CHAPTER THIRTY-EIGHT
Eight months later, Mr Joe Bray brought a bride to his quaint house on the hills above Siangtan. In the marriage register he had been described as ‘Joseph Henry Bray, bachelor,
“And I might tell you,” said Clifford ominously, “that men have got penal servitude in this country for making false statements on their marriage certificates.”
To his orphaned bride Joe suggested a cause for Clifford Lynne’s implacable hostility.
“Me being so young makes him look old,” he suggested; and Mabel was in complete agreement, for she had spent that particular morning in the Rue de la Paix and had gathered to herself many wonderful possessions that only a millionaire can bestow upon his wife.
“The difference,” said Joe complacently, as he drew through a straw the luscious drink with which a waiter (privately instructed) had provided him—“the difference between our marriage and his is this, Mabel: ours is a love match, and his is, so to speak—well–-“
“He would never have married Joan but you told him to,” said Mabel scornfully. “I hope Joan will be happy. I have my doubts, but I hope she will be.”

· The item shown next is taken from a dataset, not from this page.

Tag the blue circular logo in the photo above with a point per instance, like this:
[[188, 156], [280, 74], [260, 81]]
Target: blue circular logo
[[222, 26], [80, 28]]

Mabel went to Siangtan, and had a reception from the European inhabitants of that noble town that was due to one who bore a family relationship with the Concession. And, curiously enough, she liked Siangtan, for it is better to be a great person in a small place than a nobody in Sunningdale.
One day there came to them a letter from Joan which suggested that the unhappiness of marriage was an experience to be indefinitely postponed. Mabel read the letter and sniffed, not uncharitably.
“‘Carrying on the line’? What does she mean by that?” she asked, having her suspicions.
Joe coughed and explained.
“That was my idea too,” he said modestly.